Samsung annonce la première livraison commerciale de mémoire HBM4 à un client, confirmant l’entrée en production d’une génération conçue pour les accélérateurs d’intelligence artificielle à très haute intensité de calcul. Cette évolution place la bande passante mémoire au centre de la performance des infrastructures IA et modifie l’architecture des serveurs spécialisés.
Cette première livraison intervient dans un contexte de forte demande pour les accélérateurs dédiés à l’entraînement et à l’inférence de modèles de grande taille. Les processeurs graphiques et les circuits spécialisés intègrent désormais des dizaines de milliers de cœurs capables d’exécuter simultanément des opérations matricielles massives. Dans ces configurations, la contrainte dominante réside dans le débit soutenu entre calcul et mémoire. Une bande passante insuffisante entraîne des cycles d’attente et réduit l’utilisation effective des unités de calcul.
La HBM4 répond à cette contrainte en augmentant massivement la largeur du bus et en rapprochant physiquement la mémoire de l’accélérateur. Les performances d’un système IA se mesurent ainsi en téraoctets par seconde réellement exploitables et en taux d’occupation des cœurs de calcul, indicateurs directement liés au coût par cycle d’entraînement.
Une architecture 3D empilée avec l’accélérateur
La HBM4 repose sur un empilement vertical de matrices DRAM sur 8 à 16 couches, interconnectées par des TSV, des vias traversant le silicium. Chaque pile est positionnée sur un interposeur en silicium, au plus près du processeur graphique ou du circuit spécialisé. La distance physique entre mémoire et calcul se limite à quelques millimètres, ce qui améliore l’intégrité du signal et la stabilité des transferts à très haut débit.
La largeur de bus atteint 1 024 bits par pile. Plusieurs piles peuvent être agrégées autour d’un même accélérateur. Les débits annoncés dépassent 11 gigabits par seconde par broche, pour une bande passante supérieure à 3 téraoctets par seconde par pile. Le contrôleur mémoire est intégré directement dans l’accélérateur et pilote plusieurs dizaines de canaux indépendants afin d’optimiser les accès massivement parallèles. Le standard est encadré par le consortium JEDEC.
HBM4 et DDR5, deux modèles d’ingénierie distincts
La DDR5 SDRAM est basée sur des modules DIMM insérés dans un socket. Elle possède un bus de 64 bits par canal et des fréquences élevées pour augmenter le débit. Les signaux transitent par des pistes longues sur carte mère, ce qui accroît les contraintes électriques et la consommation énergétique lorsque la fréquence augmente. Cette architecture privilégie la capacité totale installée et le coût par gigaoctet, critères adaptés aux serveurs généralistes et aux environnements virtualisés.
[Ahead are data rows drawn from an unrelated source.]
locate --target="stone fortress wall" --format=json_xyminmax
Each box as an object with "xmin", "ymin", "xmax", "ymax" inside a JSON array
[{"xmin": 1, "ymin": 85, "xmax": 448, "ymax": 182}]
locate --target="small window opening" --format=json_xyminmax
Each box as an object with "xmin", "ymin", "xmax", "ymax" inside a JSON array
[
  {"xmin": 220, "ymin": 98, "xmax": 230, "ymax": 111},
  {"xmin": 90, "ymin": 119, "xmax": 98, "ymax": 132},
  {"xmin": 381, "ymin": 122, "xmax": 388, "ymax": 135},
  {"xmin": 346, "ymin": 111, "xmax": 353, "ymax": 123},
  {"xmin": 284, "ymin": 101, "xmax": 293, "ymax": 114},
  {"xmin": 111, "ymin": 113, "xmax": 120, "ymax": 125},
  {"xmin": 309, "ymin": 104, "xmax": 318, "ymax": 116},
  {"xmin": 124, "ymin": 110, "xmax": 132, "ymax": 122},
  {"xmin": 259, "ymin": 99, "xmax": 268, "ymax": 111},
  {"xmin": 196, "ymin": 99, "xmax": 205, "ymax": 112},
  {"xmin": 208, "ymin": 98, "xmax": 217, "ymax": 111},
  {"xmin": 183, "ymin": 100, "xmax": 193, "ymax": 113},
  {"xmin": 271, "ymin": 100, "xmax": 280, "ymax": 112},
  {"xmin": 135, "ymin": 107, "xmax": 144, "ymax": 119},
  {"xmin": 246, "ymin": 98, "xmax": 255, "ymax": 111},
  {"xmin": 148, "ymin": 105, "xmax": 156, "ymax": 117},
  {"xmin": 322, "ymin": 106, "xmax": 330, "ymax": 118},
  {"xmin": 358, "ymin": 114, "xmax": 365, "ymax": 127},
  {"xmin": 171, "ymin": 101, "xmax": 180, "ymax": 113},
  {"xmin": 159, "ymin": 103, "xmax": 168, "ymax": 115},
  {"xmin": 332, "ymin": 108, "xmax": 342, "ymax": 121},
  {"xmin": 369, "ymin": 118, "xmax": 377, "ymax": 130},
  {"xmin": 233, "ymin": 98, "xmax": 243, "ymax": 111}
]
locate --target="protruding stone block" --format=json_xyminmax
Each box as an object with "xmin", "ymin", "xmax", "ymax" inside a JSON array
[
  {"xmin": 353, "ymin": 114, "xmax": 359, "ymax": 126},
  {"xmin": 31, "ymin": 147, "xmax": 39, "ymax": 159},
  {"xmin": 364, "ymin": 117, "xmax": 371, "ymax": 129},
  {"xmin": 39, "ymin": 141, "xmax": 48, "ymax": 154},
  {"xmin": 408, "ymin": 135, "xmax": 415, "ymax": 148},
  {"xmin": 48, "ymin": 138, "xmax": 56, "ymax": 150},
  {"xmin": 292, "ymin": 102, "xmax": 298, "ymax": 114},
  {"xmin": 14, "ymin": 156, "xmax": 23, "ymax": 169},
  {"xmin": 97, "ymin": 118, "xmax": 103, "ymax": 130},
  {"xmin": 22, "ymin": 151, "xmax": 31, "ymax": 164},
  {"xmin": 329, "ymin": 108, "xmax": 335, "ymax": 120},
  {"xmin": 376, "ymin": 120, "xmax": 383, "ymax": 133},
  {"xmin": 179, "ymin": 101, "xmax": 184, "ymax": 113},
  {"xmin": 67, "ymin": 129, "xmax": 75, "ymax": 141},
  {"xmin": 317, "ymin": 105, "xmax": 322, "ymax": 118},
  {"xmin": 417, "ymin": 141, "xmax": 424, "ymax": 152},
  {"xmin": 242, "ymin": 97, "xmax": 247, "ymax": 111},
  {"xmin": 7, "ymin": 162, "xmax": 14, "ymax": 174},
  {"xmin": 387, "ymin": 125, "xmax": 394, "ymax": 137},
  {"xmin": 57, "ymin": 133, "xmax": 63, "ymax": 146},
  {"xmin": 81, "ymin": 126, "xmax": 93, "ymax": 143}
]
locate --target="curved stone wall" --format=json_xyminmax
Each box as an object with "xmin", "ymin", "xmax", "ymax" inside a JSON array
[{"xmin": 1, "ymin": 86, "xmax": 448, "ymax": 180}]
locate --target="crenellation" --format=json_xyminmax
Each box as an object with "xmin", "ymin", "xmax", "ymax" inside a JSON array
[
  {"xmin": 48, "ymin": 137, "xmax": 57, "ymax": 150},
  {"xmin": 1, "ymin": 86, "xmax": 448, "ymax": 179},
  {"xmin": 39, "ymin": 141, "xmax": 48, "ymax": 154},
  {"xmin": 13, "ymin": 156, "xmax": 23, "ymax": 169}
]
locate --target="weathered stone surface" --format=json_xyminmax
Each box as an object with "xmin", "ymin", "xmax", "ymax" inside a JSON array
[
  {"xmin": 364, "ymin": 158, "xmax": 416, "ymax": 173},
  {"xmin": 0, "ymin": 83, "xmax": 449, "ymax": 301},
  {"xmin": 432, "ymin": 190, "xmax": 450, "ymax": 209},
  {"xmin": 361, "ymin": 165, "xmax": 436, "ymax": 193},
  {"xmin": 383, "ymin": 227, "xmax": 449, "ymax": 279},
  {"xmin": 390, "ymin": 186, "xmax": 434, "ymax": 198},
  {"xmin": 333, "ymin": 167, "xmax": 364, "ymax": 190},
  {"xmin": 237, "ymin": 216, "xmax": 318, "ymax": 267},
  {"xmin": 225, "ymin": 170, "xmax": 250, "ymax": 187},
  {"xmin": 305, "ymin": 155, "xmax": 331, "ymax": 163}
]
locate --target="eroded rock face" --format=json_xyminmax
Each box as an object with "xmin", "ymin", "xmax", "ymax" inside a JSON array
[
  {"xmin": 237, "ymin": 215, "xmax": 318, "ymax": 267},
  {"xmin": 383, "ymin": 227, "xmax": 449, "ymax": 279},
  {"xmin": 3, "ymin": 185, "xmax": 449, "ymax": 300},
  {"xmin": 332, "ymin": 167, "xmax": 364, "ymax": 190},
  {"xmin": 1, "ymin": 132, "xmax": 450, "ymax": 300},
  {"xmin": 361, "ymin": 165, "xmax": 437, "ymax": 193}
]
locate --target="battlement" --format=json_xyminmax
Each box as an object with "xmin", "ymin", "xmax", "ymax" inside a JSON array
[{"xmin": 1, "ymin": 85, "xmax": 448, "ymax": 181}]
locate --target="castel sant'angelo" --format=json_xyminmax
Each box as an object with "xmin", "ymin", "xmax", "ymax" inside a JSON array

La HBM4 adopte une approche fondée sur la largeur massive du bus et sur la proximité physique. La multiplication des lignes d’entrées et sorties permet d’atteindre un débit élevé sans dépendre exclusivement d’une hausse de fréquence. L’efficacité énergétique par bit transféré s’améliore, paramètre déterminant pour les centres de données soumis à des contraintes de densité thermique. La HBM4 optimise la bande passante soutenue et la densité de performance par watt.
Un impact direct sur l’efficacité des charges IA
L’entraînement de modèles de grande taille implique des lectures et des écritures simultanées sur des volumes de données importants. Une bande passante élevée assure l’alimentation continue des unités de calcul et stabilise les temps de traitement. La HBM4 améliore le taux d’utilisation effectif des accélérateurs, ce qui réduit la durée des cycles d’entraînement et augmente la prévisibilité des performances en production.
La compétition industrielle s’intensifie autour de cette génération. SK Hynix et Micron développent également leurs solutions HBM4, tandis que Samsung cherche à renforcer sa position sur un segment stratégique pour l’IA industrielle.
L’intégration de la HBM4 transforme la conception des serveurs spécialisés. L’architecture s’organise désormais autour de l’accélérateur et de son sous-système mémoire co-packagé, ce qui influence la densité énergétique, le refroidissement et la topologie des interconnexions internes. La mémoire devient ainsi un levier direct de productivité des infrastructures IA et un facteur clé de compétitivité pour les exploitants de centres de données.